The monthly leadership team meeting started with some good news from the CEO: their preferred CFO candidate had accepted the offer and would be starting imminently. On her screen, the CEO could see the gallery of smiles on her colleagues’ faces – they would soon be a complete team again, tackling together the challenges that the pandemic continued to lay at their door.
The CEO reflected for a moment: this would be an onboarding experience like no other. Off the agenda would be a welcome dinner with the team, informal one-to-one time, and the vital in-person visits the new CFO would make around the different regions and operations. Beyond standard papers and documents, how would the new CFO get to know how the company really worked, how it made decisions and what it prioritised?
A new employee working remotely may not know who to contact and may feel isolated. Allocating an onboarding ‘navigator’ can help
The CEO pondered, too, on the dynamics of the top team. She had made changes to the line-up and, while the trust was growing, the development of the team was still fragile. Working remotely had on occasion caused misunderstandings that had required a more conscious effort to work through. Nurturing close working relationships, team spirit and shared purpose was definitely more challenging in this virtual world. Onboarding the CFO needed to work.
Cover the basics
Companies in most parts of the world have been adjusting to virtual working, with onboarding going through its own evolution to match. Covering the onboarding ‘basics’ – contract and other employment documentation; online health and safety training; access to systems, information, key papers and financials – need not change. But when newcomers are working remotely, it’s more important than ever that these ‘basics’ are covered seamlessly.
A technical issue or payroll query can be resolved easily in the office by walking to the relevant department, but a new employee working remotely may not know who to contact and may feel cut off and isolated. Allocating an onboarding ‘navigator’ can help the newcomer speedily resolve their different queries as well as create a rewarding employee experience that gives an early taste of the company culture – at any level in the organisation.
At C-suite and other senior levels, finding ways to navigate the ‘soft’ factors is particularly crucial. Roles at this level of the organisation are more discretionary in their nature and rely more heavily on working with internal and external stakeholders. Here, strong and trusting relationships are the key to a collaboration that can shift the dial on company results.
Virtual working requires everyone to dial up compassion and when this starts within the top team, it creates an environment where everyone feels welcomed
In addition, the leadership team carries the responsibility of creating and nurturing the company’s culture: what is valued, how decisions are made, how people are treated. If there is a silo mentality and lack of collaboration between members of the top team, it will ripple through the teams that report into them and beyond.
Silos struggle to survive when people work together physically. So the chance impromptu office conversation needs to be replaced by each team member scheduling time with their new colleague focused solely on getting to know each other.
It also gives the newcomer the opportunity to ask questions that tell the story about how the company really works, what the boss really expects and where some of the cultural pitfalls may lie. Nothing beats an opening question such as ‘Tell me about yourself’ to signal an agenda beyond the work itself to stimulate connections and chemistry.

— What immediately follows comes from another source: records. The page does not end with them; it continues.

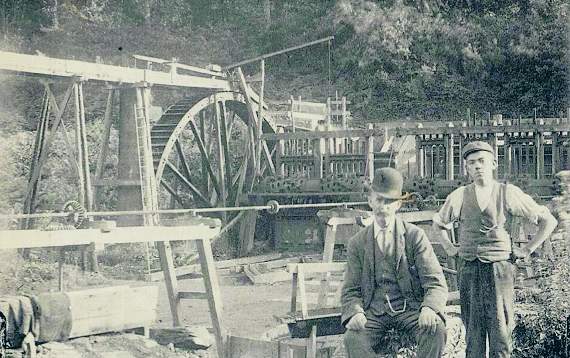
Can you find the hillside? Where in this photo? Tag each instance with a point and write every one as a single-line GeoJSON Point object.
{"type": "Point", "coordinates": [405, 60]}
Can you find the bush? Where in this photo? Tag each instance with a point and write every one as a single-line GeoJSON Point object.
{"type": "Point", "coordinates": [542, 314]}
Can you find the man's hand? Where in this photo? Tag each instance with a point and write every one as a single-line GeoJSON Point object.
{"type": "Point", "coordinates": [357, 322]}
{"type": "Point", "coordinates": [452, 251]}
{"type": "Point", "coordinates": [428, 320]}
{"type": "Point", "coordinates": [520, 252]}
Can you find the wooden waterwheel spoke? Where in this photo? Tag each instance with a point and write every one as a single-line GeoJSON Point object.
{"type": "Point", "coordinates": [188, 184]}
{"type": "Point", "coordinates": [205, 156]}
{"type": "Point", "coordinates": [173, 192]}
{"type": "Point", "coordinates": [182, 158]}
{"type": "Point", "coordinates": [206, 177]}
{"type": "Point", "coordinates": [222, 154]}
{"type": "Point", "coordinates": [225, 136]}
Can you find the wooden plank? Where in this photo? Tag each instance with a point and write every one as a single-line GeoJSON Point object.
{"type": "Point", "coordinates": [247, 232]}
{"type": "Point", "coordinates": [167, 266]}
{"type": "Point", "coordinates": [225, 135]}
{"type": "Point", "coordinates": [302, 292]}
{"type": "Point", "coordinates": [15, 239]}
{"type": "Point", "coordinates": [240, 347]}
{"type": "Point", "coordinates": [380, 132]}
{"type": "Point", "coordinates": [312, 343]}
{"type": "Point", "coordinates": [43, 65]}
{"type": "Point", "coordinates": [317, 267]}
{"type": "Point", "coordinates": [266, 278]}
{"type": "Point", "coordinates": [192, 295]}
{"type": "Point", "coordinates": [220, 265]}
{"type": "Point", "coordinates": [214, 294]}
{"type": "Point", "coordinates": [132, 307]}
{"type": "Point", "coordinates": [416, 216]}
{"type": "Point", "coordinates": [179, 65]}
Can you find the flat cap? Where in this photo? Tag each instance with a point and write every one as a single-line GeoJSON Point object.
{"type": "Point", "coordinates": [477, 146]}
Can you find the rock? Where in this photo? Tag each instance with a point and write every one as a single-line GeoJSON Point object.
{"type": "Point", "coordinates": [58, 350]}
{"type": "Point", "coordinates": [190, 338]}
{"type": "Point", "coordinates": [149, 343]}
{"type": "Point", "coordinates": [116, 354]}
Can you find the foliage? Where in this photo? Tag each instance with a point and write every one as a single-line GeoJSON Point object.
{"type": "Point", "coordinates": [542, 316]}
{"type": "Point", "coordinates": [407, 62]}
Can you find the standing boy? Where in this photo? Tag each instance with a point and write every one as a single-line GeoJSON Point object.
{"type": "Point", "coordinates": [486, 271]}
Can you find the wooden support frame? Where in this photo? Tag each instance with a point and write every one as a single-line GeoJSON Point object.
{"type": "Point", "coordinates": [42, 158]}
{"type": "Point", "coordinates": [221, 157]}
{"type": "Point", "coordinates": [204, 153]}
{"type": "Point", "coordinates": [107, 124]}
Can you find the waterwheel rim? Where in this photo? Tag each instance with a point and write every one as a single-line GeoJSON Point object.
{"type": "Point", "coordinates": [182, 129]}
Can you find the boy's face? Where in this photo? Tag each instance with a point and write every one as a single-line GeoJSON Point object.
{"type": "Point", "coordinates": [480, 166]}
{"type": "Point", "coordinates": [384, 209]}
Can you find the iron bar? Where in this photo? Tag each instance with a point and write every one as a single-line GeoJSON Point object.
{"type": "Point", "coordinates": [183, 211]}
{"type": "Point", "coordinates": [271, 54]}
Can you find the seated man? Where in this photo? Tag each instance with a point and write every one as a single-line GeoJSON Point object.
{"type": "Point", "coordinates": [393, 278]}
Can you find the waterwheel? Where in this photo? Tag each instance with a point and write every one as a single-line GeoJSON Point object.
{"type": "Point", "coordinates": [202, 152]}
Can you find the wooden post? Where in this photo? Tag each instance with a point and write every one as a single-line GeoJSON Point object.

Team members have a responsibility to create psychological safety for their new colleague in these moments by being open and transparent, and willing to make personal disclosures that help establish trust.
Make a safe space
The CEO has an important role in creating psychological safety, too – particularly in top team meetings. Clearly setting the scene for each agenda item, inviting voices to contribute, encouraging debate and dissent, and asking for what is not known just as much as what is known, work together to practically demonstrate that ‘we own this challenge together’. This will be one of the strongest signals for a newcomer to feel included and welcomed.
Holding a virtual ‘offsite’ with the top team to refresh on purpose, vision and strategy helps unite people and connect their individual goals to the team’s. While there’s little substitute for in-person onboarding, being able to include a session on leadership styles, respective strengths and blind-spots, and what team members need from each other, comes pretty close. This is about valuing connections and working together more highly than exchanging information.
Virtual working requires everyone to dial up care, compassion and connections, and when this starts within the top team, it creates an environment where everyone – newcomers and long-standing members alike – feel included, welcomed and ready to do their best.
Even as restrictions lift, employees at all levels may choose to work remotely. So perhaps investing now in a well-thought-through and fit-for-purpose approach to virtual onboarding will be used well into the future.